II – Previsão previdenciária: há requisito legal previsto em lei ordinária federal, combinada com o tópico “previsão técnica legal” que apresentaremos adiante.
II.I – Para perícias previdenciárias (em âmbito administrativo, no INSS) vale a regra trazida pelas Leis Federais nº 13.846/2019 e 8.213 /91:
LEI 13.846/2019, art. 30, §3º “São atribuições essenciais e exclusivas de Perito Médico Federal, de Perito Médico da Previdência Social e, supletivamente, de Supervisor Médico-Pericial da carreira de que trata a Lei nº 9.620/1998, as atividades médico-periciais relacionadas com:
a) emissão de parecer conclusivo quanto à incapacidade laboral; (…)
c) caracterização da invalidez; ” (Grifo nosso)
No âmbito administrativo, tanto o perito quanto o assistente técnico devem ser MÉDICOS para verificação da capacidade laborativa:
Art. 42, § 1º da Lei 8,213/91: “A concessão de aposentadoria por invalidez dependerá da verificação da condição de incapacidade mediante exame médico-pericial a cargo da Previdência Social, podendo o segurado, às suas expensas, fazer-se acompanhar de médico de sua confiança. ” (Grifo nosso)
Portanto, é total contrassenso e colide com a previsão legal a habilitação aos autos na seara judicial de perito ou assistente técnico não médico para se pronunciar em um assunto técnico cuja inabilitação é evidente.
III – Previsão técnica legal: a Lei Federal nº 12.842/2013 (lei do ato médico) estabelece:
“Art. 4º São atividades privativas do médico:
XII – realização de perícia médica e exames médico-legais, excetuados os exames laboratoriais de análises clínicas, toxicológicas, genéticas e de biologia molecular;
XIII – atestação médica de condições de saúde, doenças e possíveis sequelas. ” (Grifo nosso)
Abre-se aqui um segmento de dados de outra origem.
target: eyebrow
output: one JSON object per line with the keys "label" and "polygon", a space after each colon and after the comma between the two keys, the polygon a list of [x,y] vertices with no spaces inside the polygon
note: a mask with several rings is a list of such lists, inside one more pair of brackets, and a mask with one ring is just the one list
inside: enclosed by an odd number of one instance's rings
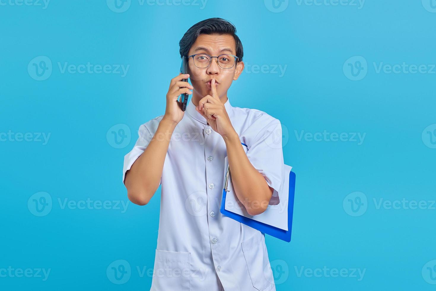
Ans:
{"label": "eyebrow", "polygon": [[[197,51],[205,51],[207,53],[208,53],[209,55],[211,54],[211,51],[209,50],[208,48],[203,48],[203,47],[198,47],[198,48],[196,48],[194,50],[194,52],[196,52]],[[219,51],[219,52],[220,53],[224,52],[224,51],[230,51],[232,54],[233,53],[233,51],[231,49],[229,48],[225,48],[222,49],[221,50]]]}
Neste sentido, os agravos em saúde que requerem investigação de diagnóstico nosológico, incapacidades/sequelas, nexo de causalidade entre exercício de trabalho e a doença em processos judiciais, o profissional habilitado para realizar o ato pericial é o médico.
Designar profissional não médico como perito ou assistente técnico fere o primeiro requisito legal já apresentado, que é o da habilitação técnica.
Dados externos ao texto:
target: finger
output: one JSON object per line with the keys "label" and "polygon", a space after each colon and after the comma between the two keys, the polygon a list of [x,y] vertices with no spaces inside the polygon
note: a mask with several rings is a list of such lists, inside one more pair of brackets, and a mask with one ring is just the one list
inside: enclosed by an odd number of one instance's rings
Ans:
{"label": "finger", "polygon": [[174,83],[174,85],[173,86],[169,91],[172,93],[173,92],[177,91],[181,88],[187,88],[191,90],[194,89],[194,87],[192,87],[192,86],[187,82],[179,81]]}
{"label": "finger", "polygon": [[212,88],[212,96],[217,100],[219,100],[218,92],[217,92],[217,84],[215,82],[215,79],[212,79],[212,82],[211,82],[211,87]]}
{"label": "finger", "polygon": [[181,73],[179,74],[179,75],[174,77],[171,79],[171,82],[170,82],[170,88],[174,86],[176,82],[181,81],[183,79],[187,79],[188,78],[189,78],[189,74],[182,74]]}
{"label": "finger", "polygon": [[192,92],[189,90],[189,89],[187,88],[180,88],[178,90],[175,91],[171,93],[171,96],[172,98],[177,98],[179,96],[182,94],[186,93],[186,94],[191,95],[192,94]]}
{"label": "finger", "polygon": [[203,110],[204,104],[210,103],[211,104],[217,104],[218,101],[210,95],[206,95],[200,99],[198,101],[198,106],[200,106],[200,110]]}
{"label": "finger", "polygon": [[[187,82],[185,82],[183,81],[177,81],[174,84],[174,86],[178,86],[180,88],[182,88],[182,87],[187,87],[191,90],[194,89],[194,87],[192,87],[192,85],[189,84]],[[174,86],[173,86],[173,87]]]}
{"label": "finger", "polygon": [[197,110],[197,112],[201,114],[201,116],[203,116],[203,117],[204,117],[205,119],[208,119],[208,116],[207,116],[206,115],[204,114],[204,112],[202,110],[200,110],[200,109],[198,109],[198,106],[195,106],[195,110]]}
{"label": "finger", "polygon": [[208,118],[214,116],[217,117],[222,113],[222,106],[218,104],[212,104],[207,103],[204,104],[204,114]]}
Interpretação de forma extensiva deste requisito com nomeação e/ou participação de não médicos (ainda que de confiança do juízo e das partes, respectivamente) macula a prova pericial justamente por não se assegurar que o laudo pericial ou parecer técnico acostados aos autos são provas produzidas à luz do rigor do critério técnico-científico necessário e cujo embasamento supere à mera opinião pessoal.
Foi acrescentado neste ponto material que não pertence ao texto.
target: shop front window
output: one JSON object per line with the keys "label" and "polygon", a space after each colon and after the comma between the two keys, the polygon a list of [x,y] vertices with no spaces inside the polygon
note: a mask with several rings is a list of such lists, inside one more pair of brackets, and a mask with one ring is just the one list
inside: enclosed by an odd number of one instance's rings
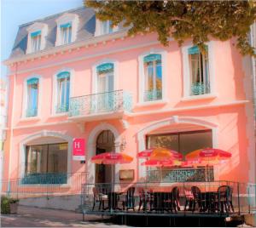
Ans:
{"label": "shop front window", "polygon": [[[164,147],[178,151],[183,155],[202,148],[212,147],[212,134],[211,130],[181,132],[147,136],[147,147]],[[160,174],[160,172],[161,172]],[[148,178],[156,180],[161,178],[166,182],[206,181],[213,180],[213,168],[205,166],[188,168],[148,168]]]}
{"label": "shop front window", "polygon": [[23,184],[65,184],[67,143],[27,145]]}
Portanto, um profissional inabilitado seguramente não é capaz de gerar prova supletiva que agregue conhecimento científico suficiente para subsidiar o juízo na formação do livre convencimento motivado com sentença de mérito.
Aos jurisdicionados que recebem esta prestação judicial pautada por laudos periciais não médicos opinativos se configura um engodo, um ato jurídico perfeito falacioso ou uma coisa julgada material com vícios instrutórios insanáveis.
E, neste sentido, a sentença deve ser cassada. Apresento abaixo jurisprudência relacionada:
“DOENÇA OCUPACIONAL – LAUDO PRODUZIDO POR FISIOTERAPEUTA – NULIDADE. Na hipótese em que se discute a existência de doença ocupacional, a perícia deve ser realizada por médico, profissional habilitado e que possui o conhecimento técnico específico para a necessária anamnese e, sobretudo, para o diagnóstico acerca de eventual patologia. ” (RO 0001417-25.2000.5.15.0008 – TRT15)
“PREVIDENCIÁRIO. PERÍCIA REALIZADA POR FISIOTERAPEUTA. ANULAÇÃO DA SENTENÇA. Conforme precedentes desta Corte, dentre as atribuições do fisioterapeuta não se inclui a realização de diagnóstico médico, privativa de profissional da medicina, o qual é o indicado para a realização de perícia judicial em que se objetiva a verificação da incapacidade da parte autora. ” (AC 9999 SC 0015490-40.2010.404.9999)
Nobre leitor, se você chegou até aqui é porque está compreendendo que para o judiciário não há arremedos.
Imaginemos a seguinte situação. O processo judicial tem a necessidade de uma perícia contábil e há indisponibilidade de perito contador na localidade. O processo não estará instruído com a nomeação judicial de um bancário ou economista justamente por trabalharem na “área de finanças”. Isto não existe! As partes deste suposto processo estariam de fato sendo lesadas, à medida que não se atendeu ao rigor do quesito habilitação.
Da mesma forma, seria um contrassenso ao juiz permitir ao processo com perícia contábil a habilitação de um bancário ou economista como assistente técnico da parte, pautada meramente e apenas pelo requisito “ser de confiança das partes”. Parecer técnico e quesitos suplementares/complementares destes atores sociais só trazem tumulto processual, meras opiniões pessoais não técnicas acerca de um assunto especializado.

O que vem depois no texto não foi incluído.